Re: NSSpellChecker and checkSpellingOfString problems
Re: NSSpellChecker and checkSpellingOfString problems
- Subject: Re: NSSpellChecker and checkSpellingOfString problems
- From: Keith Blount <email@hidden>
- Date: Fri, 4 Dec 2009 01:29:53 -0800 (PST)
Just an update on this. It seems to be a Snow Leopard bug, as I can now reproduce it in TextEdit. If you try typing "accede" or "accademia" in an empty TextEdit window, then ctrl-click on them to get suggestions, you get nothing - they aren't caught as misspelled. If you do the same when the misspelled word is at the end of the line, you get suggestions. But I tried it on Tiger and everything works fine there. Off to file a bug report with Apple. :(
---
Hello,
I have an NSTextView subclass that provides a custom contextual menu by overriding -menuForEvent:. Because I override this, I have to provide any menu items I want to retain from the original menu myself. Mostly, that's not a problem, but I want to keep the spell checking options at the top of the menu as well. I thought I had this covered. This is what I'm doing:
// Is there a selection?
if (selRange.length > 0 && selRange.location < [text length])
{
// If so, check to see if the selected range constitutes a misspelled word.

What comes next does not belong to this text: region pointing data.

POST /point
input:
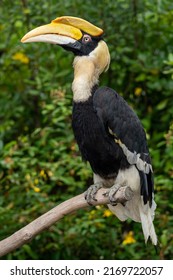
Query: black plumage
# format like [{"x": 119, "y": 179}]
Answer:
[{"x": 92, "y": 119}]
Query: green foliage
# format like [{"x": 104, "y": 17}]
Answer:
[{"x": 39, "y": 160}]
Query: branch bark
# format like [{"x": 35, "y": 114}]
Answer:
[{"x": 42, "y": 223}]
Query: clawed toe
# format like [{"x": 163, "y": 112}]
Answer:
[
  {"x": 111, "y": 193},
  {"x": 91, "y": 193}
]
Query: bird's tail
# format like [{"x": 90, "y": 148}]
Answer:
[
  {"x": 146, "y": 217},
  {"x": 138, "y": 212}
]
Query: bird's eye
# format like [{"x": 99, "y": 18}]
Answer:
[{"x": 86, "y": 39}]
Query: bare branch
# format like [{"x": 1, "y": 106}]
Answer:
[{"x": 28, "y": 232}]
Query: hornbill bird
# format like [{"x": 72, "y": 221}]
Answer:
[{"x": 108, "y": 132}]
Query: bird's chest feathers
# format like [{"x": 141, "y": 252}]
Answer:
[{"x": 86, "y": 125}]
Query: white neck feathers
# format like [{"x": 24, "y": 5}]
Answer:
[{"x": 87, "y": 70}]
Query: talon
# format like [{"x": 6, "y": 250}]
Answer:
[
  {"x": 113, "y": 201},
  {"x": 91, "y": 193}
]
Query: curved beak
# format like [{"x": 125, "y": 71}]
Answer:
[{"x": 62, "y": 31}]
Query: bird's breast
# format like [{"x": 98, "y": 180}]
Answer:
[{"x": 94, "y": 144}]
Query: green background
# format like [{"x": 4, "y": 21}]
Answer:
[{"x": 40, "y": 165}]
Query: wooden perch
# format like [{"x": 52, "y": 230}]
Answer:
[{"x": 28, "y": 232}]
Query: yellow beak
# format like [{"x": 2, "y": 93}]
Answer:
[{"x": 62, "y": 31}]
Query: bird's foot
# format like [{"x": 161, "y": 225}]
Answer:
[
  {"x": 91, "y": 192},
  {"x": 111, "y": 193}
]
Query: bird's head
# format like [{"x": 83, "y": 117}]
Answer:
[{"x": 76, "y": 35}]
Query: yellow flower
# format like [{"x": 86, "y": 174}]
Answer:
[
  {"x": 36, "y": 189},
  {"x": 138, "y": 91},
  {"x": 19, "y": 56},
  {"x": 129, "y": 239},
  {"x": 107, "y": 213}
]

NSSpellChecker *spellChecker = [NSSpellChecker sharedSpellChecker];
NSRange misspelledRange = [spellChecker checkSpellingOfString:[[text string] substringWithRange:selRange] startingAt:0];
// Detected misspelled word?
if (misspelledRange.length == selRange.length)
{
// Get suggestions.
NSArray *suggestions = [spellChecker guessesForWord:[[text string] substringWithRange:selRange]];
// Are there any suggestions?
if ([suggestions count] > 0)
{
// If so, add them to the menu with an appropriate action.
}
else
{
// Otherwise insert the "No Guesses Found" item.
}
}
I thought all of this was working fine. However, a user has just pointed out to me that it doesn't work for all misspellings... Which is very strange. The problem comes down to NSSpellChecker's -checkSpellingOfString:. This returns an NSNotFound range for certain misspellings.
For instance:
Try typing "accade" into TextEdit (I'm assuming English as the language here, of course). It is underlined in red, and ctrl-clicking on it brings up a list of suggestions. So the system recognises it as a misspelling, a word that it doesn't know.
Now try this in any test app:
NSRange range = [[NSSpellChecker sharedSpellChecker] checkSpellingOfString:@"accade" startingAt:0];
NSLog (@"NSStringFromRange(range));
range will be (NSNotFound,0).
I don't understand why, though. Why isn't NSSpellChecker returning this as a misspelling? Am I missing something obvious? Is there a better way to insert the spelling suggestions at the top of the menu?